Local broadcast TV stations once had a license to print money in daytime. Competition from cable was minimal. The major studios targeted the daypart with first-run syndication, or programs sold to station owners on a market-by-market basis rather than to a national network. First-run syndication in the heyday of the 1980s and ’90s delivered massive hits à la “The Oprah Winfrey Show,” “Wheel of Fortune,” “Jeopardy” and “Judge Judy.”

But the track record for first-run programming in the past decade has been dismal. “Kelly Clarkson” is the first newcomer to register a real pulse since Steve Harvey launched his talk show in 2012. NBCUniversal has already renewed the series for a second season.

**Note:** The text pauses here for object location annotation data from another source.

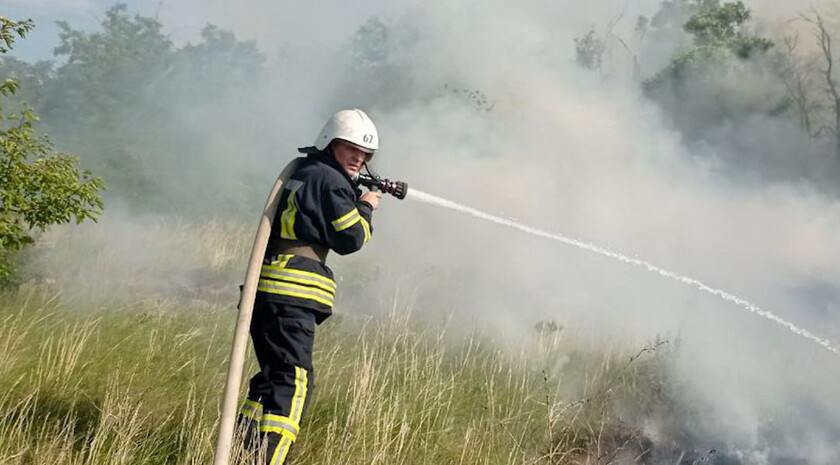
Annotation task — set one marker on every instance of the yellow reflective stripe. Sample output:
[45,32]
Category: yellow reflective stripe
[279,455]
[276,423]
[288,277]
[279,430]
[295,290]
[251,409]
[315,276]
[298,276]
[280,421]
[299,398]
[347,220]
[277,269]
[287,218]
[366,228]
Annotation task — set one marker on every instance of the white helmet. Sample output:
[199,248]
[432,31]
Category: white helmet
[354,126]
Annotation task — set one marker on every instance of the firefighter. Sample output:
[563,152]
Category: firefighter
[321,208]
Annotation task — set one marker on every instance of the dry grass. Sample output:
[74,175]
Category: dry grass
[123,363]
[141,384]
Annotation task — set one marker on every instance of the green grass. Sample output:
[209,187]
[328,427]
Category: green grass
[140,384]
[128,368]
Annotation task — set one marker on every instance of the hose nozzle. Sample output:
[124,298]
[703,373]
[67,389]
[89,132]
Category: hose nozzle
[372,181]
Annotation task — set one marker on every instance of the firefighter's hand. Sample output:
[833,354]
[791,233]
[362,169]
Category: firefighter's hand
[372,198]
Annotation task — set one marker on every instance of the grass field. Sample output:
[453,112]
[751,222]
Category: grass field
[138,381]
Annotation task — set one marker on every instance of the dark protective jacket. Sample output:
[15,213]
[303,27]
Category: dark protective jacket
[319,204]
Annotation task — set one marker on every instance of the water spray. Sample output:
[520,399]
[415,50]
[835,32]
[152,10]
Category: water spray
[743,303]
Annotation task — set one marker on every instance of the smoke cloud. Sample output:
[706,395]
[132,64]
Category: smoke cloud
[482,103]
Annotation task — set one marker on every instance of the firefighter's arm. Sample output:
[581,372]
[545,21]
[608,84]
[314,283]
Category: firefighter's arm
[349,221]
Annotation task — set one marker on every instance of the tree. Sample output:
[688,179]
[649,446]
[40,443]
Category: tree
[589,50]
[831,87]
[719,35]
[38,187]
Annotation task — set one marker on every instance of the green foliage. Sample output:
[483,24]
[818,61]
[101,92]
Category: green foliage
[10,30]
[718,36]
[143,113]
[38,187]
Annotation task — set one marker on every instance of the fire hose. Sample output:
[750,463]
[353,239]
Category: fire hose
[230,398]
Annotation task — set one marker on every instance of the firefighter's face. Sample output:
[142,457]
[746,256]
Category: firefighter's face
[349,157]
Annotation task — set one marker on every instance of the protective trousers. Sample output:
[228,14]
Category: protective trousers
[283,336]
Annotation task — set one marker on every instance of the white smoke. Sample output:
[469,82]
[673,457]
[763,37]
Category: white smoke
[482,103]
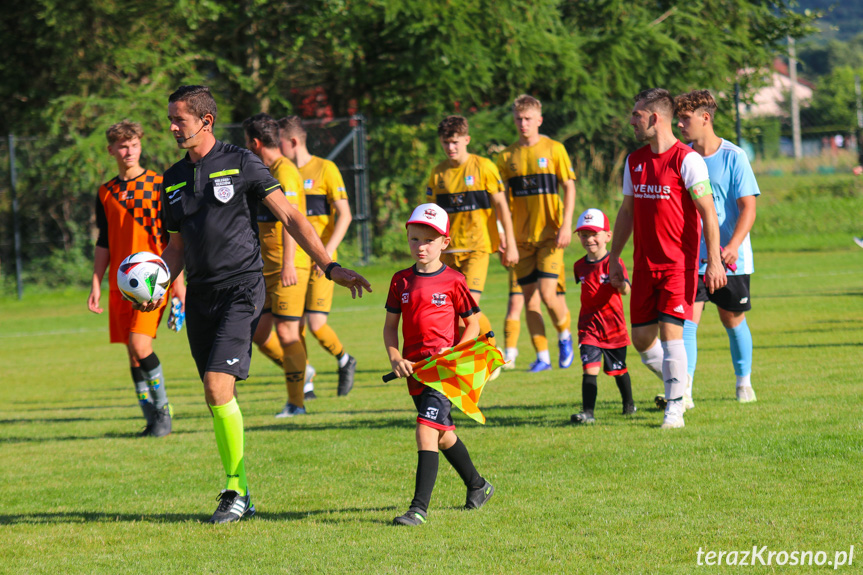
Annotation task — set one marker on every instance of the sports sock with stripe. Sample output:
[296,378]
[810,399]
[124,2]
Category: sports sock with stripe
[152,369]
[228,425]
[588,392]
[740,340]
[459,458]
[427,465]
[652,358]
[674,368]
[272,349]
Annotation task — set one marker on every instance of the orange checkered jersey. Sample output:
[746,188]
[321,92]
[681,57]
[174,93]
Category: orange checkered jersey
[270,228]
[323,186]
[128,214]
[533,175]
[465,193]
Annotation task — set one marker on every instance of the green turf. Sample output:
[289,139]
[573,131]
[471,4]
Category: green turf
[81,494]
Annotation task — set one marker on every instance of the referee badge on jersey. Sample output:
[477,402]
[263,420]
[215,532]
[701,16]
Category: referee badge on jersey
[223,189]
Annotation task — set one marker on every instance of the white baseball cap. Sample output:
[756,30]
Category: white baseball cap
[594,220]
[431,215]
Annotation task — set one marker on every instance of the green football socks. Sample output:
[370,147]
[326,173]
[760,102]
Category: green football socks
[228,425]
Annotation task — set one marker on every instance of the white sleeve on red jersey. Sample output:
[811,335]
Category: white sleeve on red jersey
[627,179]
[693,170]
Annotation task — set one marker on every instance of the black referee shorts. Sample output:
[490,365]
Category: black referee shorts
[220,322]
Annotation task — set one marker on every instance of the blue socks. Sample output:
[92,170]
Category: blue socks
[740,339]
[690,341]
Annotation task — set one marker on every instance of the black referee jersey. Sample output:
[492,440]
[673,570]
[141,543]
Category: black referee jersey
[213,204]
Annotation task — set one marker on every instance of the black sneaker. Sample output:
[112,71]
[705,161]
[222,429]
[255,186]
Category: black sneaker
[583,418]
[161,422]
[346,376]
[149,411]
[476,498]
[412,517]
[232,507]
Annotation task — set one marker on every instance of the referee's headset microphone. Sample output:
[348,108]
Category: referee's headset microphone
[206,123]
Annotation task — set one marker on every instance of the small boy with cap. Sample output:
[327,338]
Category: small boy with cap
[602,333]
[429,298]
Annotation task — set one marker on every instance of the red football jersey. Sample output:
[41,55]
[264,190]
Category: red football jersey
[601,322]
[666,226]
[430,305]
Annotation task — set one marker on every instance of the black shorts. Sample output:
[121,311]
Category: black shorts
[220,322]
[614,360]
[733,297]
[433,409]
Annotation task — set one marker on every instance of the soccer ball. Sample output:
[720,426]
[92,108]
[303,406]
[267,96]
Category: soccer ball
[143,277]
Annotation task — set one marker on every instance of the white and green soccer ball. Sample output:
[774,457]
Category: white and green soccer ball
[143,277]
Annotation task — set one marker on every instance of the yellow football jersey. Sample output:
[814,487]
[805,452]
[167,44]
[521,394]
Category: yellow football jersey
[270,228]
[533,175]
[322,185]
[465,193]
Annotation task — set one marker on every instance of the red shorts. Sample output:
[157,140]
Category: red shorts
[124,320]
[670,292]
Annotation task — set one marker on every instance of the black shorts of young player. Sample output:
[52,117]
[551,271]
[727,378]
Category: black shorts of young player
[221,320]
[433,409]
[614,360]
[733,297]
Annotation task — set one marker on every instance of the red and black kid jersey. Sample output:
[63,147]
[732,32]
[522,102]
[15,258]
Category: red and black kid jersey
[430,305]
[601,322]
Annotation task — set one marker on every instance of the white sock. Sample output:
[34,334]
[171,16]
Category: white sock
[543,356]
[674,368]
[652,358]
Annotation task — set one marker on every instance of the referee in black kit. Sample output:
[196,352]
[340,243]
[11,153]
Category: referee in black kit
[210,209]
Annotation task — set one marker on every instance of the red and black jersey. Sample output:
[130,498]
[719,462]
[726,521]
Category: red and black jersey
[430,306]
[601,322]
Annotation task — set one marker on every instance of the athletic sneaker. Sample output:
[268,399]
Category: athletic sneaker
[232,507]
[476,498]
[346,376]
[745,394]
[688,403]
[566,354]
[161,422]
[290,410]
[308,384]
[538,366]
[584,417]
[673,415]
[412,517]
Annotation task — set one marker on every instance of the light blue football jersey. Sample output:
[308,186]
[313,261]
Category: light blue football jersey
[731,178]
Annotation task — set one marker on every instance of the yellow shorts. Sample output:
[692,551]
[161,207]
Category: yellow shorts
[286,302]
[319,297]
[473,265]
[536,260]
[123,319]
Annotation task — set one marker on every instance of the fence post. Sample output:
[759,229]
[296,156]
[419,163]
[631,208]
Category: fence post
[13,181]
[362,187]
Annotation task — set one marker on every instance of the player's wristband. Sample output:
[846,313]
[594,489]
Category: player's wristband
[330,268]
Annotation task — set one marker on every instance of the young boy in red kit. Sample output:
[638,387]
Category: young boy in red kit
[602,331]
[429,298]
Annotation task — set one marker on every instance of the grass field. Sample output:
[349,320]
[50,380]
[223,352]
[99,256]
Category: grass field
[82,494]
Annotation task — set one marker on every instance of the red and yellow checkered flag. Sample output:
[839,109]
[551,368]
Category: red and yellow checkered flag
[460,373]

Tonally speaking, Clarkson’s show is a throwback to the breezy celebrity-driven chat fests of the 1960s and ’70s. Think Merv Griffin, Mike Douglas and Shore bantering with guests on the couch, interacting with the studio audience, doing a song or sketch or two and offering up feel-good human-interest segments.

Tracie Wilson, executive VP of creative affairs for NBCUniversal Domestic Television Distribution, says Clarkson has the right stuff for daytime. NBCU had high hopes after watching her work last year as a coach on NBC’s “The Voice.” But daytime requires a deeper level of connection with viewers in order to make the show a daily habit.

“Kelly is the exact same person off camera that she is on camera,” Wilson says. “She’s putting her heart and soul into the show, and that’s coming through to the viewer.”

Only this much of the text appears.